背景
本文基于 SPARK 3.3.0
从一个unit test来探究SPARK Codegen的逻辑,
test("SortAggregate should be included in WholeStageCodegen") { val df = spark.range(10).agg(max(col("id")), avg(col("id"))) withSQLConf("spark.sql.test.forceApplySortAggregate" -> "true") { val plan = df.queryExecution.executedPlan assert(plan.exists(p => p.isInstanceOf[WholeStageCodegenExec] && p.asInstanceOf[WholeStageCodegenExec].child.isInstanceOf[SortAggregateExec])) assert(df.collect() === Array(Row(9, 4.5))) } }
该sql形成的执行计划第一部分的全代码生成部分如下:
WholeStageCodegen +- *(1) SortAggregate(key=[], functions=[partial_max(id#0L), partial_avg(id#0L)], output=[max#12L, sum#13, count#14L]) +- *(1) Range (0, 10, step=1, splits=2)
分析
第一阶段wholeStageCodegen
第一阶段的代码生成涉及到SortAggregateExec和RangeExec的produce和consume方法,这里一一来分析:
第一阶段wholeStageCodegen数据流如下:
WholeStageCodegenExec SortAggregateExec(partial) RangeExec ========================================================================= -> execute() | doExecute() ---------> inputRDDs() -----------------> inputRDDs() | doCodeGen() | +-----------------> produce() | doProduce() | doProduceWithoutKeys() -------> produce() | doProduce() | doConsume()<------------------- consume() | doConsumeWithoutKeys() |并不是doConsumeWithoutKeys调用consume,而是由doProduceWithoutKeys调用 doConsume() <-------- consume()

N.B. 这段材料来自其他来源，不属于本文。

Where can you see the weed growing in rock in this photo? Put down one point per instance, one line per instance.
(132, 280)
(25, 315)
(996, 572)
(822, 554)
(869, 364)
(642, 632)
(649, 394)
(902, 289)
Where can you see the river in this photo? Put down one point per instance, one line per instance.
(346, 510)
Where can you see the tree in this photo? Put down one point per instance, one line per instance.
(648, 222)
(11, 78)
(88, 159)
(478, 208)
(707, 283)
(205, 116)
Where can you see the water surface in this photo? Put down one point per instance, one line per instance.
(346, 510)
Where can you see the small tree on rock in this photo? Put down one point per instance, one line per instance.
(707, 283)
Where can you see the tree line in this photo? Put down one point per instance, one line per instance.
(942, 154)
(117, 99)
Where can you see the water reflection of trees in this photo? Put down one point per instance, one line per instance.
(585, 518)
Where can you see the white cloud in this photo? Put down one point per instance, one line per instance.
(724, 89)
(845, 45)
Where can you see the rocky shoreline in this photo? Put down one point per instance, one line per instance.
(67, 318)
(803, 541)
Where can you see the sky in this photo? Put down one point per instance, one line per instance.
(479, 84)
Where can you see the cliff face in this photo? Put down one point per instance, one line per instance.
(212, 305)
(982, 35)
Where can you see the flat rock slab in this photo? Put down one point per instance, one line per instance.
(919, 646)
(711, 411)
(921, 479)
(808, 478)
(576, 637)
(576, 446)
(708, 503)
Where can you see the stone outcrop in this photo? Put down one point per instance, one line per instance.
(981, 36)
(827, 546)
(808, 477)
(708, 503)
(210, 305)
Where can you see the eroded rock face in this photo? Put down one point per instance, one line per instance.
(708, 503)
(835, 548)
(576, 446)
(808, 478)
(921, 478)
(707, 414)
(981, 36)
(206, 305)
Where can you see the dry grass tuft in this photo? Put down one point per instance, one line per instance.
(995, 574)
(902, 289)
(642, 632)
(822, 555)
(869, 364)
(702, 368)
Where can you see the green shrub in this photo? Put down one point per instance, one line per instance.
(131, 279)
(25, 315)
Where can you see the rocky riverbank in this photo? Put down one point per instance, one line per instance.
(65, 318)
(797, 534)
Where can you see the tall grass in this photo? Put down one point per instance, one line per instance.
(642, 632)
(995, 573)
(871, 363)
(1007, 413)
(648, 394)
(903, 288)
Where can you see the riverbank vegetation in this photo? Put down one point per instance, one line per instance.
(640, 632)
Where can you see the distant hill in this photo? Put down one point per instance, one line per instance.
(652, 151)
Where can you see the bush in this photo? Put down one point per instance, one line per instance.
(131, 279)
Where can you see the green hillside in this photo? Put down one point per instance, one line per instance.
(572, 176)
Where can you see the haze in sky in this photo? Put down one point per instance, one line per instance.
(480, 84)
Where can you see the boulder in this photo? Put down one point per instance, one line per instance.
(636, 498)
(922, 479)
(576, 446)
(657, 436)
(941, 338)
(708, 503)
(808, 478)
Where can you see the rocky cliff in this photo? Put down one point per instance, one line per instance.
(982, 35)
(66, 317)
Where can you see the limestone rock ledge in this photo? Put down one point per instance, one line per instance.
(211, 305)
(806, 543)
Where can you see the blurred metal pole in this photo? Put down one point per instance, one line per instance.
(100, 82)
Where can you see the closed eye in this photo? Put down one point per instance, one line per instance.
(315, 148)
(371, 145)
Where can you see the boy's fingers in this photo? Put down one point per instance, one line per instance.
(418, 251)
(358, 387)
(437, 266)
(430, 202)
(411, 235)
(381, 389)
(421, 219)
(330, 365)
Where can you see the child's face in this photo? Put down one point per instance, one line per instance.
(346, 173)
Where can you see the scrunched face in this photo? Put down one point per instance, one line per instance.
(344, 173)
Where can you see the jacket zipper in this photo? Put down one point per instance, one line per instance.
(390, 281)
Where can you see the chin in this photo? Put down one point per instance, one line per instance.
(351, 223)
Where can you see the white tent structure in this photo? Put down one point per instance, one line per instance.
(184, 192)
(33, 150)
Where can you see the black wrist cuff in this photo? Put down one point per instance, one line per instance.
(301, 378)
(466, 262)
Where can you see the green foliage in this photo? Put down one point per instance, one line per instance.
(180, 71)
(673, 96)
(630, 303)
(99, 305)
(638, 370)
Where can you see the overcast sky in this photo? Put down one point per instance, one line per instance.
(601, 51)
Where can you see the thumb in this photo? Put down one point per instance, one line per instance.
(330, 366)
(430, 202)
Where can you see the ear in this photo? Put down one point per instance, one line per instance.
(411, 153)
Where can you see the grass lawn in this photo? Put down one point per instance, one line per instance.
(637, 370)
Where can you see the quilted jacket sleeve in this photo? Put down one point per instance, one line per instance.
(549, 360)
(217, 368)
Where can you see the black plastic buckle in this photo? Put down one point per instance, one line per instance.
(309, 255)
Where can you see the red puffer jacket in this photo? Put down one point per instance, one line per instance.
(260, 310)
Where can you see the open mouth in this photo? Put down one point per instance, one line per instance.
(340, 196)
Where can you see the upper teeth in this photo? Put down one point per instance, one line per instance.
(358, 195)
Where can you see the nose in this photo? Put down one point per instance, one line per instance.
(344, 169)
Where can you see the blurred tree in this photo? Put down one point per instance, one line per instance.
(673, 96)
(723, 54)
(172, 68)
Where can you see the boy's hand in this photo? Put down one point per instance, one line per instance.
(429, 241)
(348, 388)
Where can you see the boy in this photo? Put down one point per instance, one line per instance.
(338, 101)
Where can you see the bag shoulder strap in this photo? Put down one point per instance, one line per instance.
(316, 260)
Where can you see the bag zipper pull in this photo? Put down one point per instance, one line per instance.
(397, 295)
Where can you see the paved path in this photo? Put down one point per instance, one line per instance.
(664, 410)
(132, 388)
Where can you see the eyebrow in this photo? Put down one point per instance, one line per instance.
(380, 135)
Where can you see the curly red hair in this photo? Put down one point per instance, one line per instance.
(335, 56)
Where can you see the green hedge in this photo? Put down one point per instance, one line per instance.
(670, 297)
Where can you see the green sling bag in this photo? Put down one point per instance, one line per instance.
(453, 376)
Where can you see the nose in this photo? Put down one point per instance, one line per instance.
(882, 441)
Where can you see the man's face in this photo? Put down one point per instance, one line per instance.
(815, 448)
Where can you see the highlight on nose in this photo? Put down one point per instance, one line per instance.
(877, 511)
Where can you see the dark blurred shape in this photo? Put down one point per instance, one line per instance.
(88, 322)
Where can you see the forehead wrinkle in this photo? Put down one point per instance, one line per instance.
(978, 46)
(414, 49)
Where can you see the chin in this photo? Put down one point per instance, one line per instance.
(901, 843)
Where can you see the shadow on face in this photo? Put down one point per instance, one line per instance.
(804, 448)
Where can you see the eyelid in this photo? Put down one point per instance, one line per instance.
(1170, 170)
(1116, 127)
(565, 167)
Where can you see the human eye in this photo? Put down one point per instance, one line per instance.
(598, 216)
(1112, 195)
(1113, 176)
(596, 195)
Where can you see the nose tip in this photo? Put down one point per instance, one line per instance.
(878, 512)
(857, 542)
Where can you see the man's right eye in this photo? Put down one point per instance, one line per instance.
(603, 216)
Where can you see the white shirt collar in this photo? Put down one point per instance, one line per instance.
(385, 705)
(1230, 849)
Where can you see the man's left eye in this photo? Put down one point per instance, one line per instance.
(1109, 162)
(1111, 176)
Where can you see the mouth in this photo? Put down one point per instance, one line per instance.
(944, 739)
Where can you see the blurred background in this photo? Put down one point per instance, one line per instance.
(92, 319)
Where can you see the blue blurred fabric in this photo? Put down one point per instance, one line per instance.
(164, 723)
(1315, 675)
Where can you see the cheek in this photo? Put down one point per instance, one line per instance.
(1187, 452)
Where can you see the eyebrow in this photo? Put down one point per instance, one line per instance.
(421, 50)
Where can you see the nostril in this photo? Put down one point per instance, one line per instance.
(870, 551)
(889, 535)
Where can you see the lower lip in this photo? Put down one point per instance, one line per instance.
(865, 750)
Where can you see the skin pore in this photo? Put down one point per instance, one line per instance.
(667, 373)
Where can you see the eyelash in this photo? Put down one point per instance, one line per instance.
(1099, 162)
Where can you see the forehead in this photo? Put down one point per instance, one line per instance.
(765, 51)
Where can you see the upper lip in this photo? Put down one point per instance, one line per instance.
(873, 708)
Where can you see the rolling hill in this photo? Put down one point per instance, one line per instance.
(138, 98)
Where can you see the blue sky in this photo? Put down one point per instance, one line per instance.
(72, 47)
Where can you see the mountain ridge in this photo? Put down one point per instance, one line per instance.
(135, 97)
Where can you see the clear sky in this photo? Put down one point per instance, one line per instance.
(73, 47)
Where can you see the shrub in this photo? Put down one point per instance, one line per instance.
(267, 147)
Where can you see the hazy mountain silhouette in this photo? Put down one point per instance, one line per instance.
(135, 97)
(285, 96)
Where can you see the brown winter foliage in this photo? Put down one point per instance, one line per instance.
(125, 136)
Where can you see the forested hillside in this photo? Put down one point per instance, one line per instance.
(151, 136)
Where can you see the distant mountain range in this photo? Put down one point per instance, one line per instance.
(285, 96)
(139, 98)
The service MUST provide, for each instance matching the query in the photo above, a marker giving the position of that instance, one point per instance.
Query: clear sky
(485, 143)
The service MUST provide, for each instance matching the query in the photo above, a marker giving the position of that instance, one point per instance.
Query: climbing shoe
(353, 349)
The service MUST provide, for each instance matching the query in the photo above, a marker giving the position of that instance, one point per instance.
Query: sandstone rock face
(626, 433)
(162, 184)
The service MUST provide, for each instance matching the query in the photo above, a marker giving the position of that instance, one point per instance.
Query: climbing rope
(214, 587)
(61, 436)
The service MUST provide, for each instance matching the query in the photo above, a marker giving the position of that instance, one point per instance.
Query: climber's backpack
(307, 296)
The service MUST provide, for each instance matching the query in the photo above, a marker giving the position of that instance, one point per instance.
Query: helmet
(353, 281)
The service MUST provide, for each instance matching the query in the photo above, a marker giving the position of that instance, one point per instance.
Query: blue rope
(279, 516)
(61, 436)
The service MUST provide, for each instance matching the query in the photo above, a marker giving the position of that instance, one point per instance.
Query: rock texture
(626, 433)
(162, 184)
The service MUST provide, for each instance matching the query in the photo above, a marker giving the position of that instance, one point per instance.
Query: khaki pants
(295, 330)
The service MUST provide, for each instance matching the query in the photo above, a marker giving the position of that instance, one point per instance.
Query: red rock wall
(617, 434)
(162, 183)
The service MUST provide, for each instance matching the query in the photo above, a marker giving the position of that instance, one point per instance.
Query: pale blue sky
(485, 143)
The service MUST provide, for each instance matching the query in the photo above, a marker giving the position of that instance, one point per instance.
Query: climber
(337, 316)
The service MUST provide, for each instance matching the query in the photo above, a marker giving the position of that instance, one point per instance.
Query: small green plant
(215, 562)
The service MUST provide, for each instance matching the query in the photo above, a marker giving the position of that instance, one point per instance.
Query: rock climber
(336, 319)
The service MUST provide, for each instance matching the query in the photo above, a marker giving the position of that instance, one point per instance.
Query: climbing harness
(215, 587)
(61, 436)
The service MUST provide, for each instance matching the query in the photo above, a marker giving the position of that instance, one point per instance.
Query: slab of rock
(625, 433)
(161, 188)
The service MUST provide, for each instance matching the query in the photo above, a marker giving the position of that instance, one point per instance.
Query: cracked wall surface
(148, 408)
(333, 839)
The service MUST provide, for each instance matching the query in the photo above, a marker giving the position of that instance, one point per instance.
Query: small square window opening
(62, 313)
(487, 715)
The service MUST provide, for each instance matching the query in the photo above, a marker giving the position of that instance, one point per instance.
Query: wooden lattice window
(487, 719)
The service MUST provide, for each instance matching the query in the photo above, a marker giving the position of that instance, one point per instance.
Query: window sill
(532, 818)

WholeStageCodegenExec的doExecute
override def doExecute(): RDD[InternalRow] = { val (ctx, cleanedSource) = doCodeGen() // try to compile and fallback if it failed val (_, compiledCodeStats) = try { CodeGenerator.compile(cleanedSource) } catch { case NonFatal(_) if !Utils.isTesting && conf.codegenFallback => // We should already saw the error message logWarning(s"Whole-stage codegen disabled for plan (id=$codegenStageId):\n $treeString") return child.execute() } // Check if compiled code has a too large function if (compiledCodeStats.maxMethodCodeSize > conf.hugeMethodLimit) { logInfo(s"Found too long generated codes and JIT optimization might not work: " + s"the bytecode size (${compiledCodeStats.maxMethodCodeSize}) is above the limit " + s"${conf.hugeMethodLimit}, and the whole-stage codegen was disabled " + s"for this plan (id=$codegenStageId). To avoid this, you can raise the limit " + s"`${SQLConf.WHOLESTAGE_HUGE_METHOD_LIMIT.key}`:\n$treeString") return child.execute() } val references = ctx.references.toArray val durationMs = longMetric("pipelineTime") // Even though rdds is an RDD[InternalRow] it may actually be an RDD[ColumnarBatch] with // type erasure hiding that. This allows for the input to a code gen stage to be columnar, // but the output must be rows. val rdds = child.asInstanceOf[CodegenSupport].inputRDDs() assert(rdds.size <= 2, "Up to two input RDDs can be supported") if (rdds.length == 1) { rdds.head.mapPartitionsWithIndex { (index, iter) => val (clazz, _) = CodeGenerator.compile(cleanedSource) val buffer = clazz.generate(references).asInstanceOf[BufferedRowIterator] buffer.init(index, Array(iter)) new Iterator[InternalRow] { override def hasNext: Boolean = { val v = buffer.hasNext if (!v) durationMs += buffer.durationMs() v } override def next: InternalRow = buffer.next() } } } else { // Right now, we support up to two input RDDs. rdds.head.zipPartitions(rdds(1)) { (leftIter, rightIter) => Iterator((leftIter, rightIter)) // a small hack to obtain the correct partition index }.mapPartitionsWithIndex { (index, zippedIter) => val (leftIter, rightIter) = zippedIter.next() val (clazz, _) = CodeGenerator.compile(cleanedSource) val buffer = clazz.generate(references).asInstanceOf[BufferedRowIterator] buffer.init(index, Array(leftIter, rightIter)) new Iterator[InternalRow] { override def hasNext: Boolean = { val v = buffer.hasNext if (!v) durationMs += buffer.durationMs() v } override def next: InternalRow = buffer.next() } } } }
这里主要分两部分:
一部分是获取输入的RDD
一部分是进行代码生成以及处理
val (ctx, cleanedSource) = doCodeGen()
全代码生成
val (_, compiledCodeStats) =
代码进行编译,如果编译报错,则回退到原始的执行child.execute(),这里会先在driver端进行编译,如果代码生成有误能够提前发现
if (compiledCodeStats.maxMethodCodeSize > conf.hugeMethodLimit) {
如果代码生成的长度大于65535(默认值),则回退到原始的执行child.execute()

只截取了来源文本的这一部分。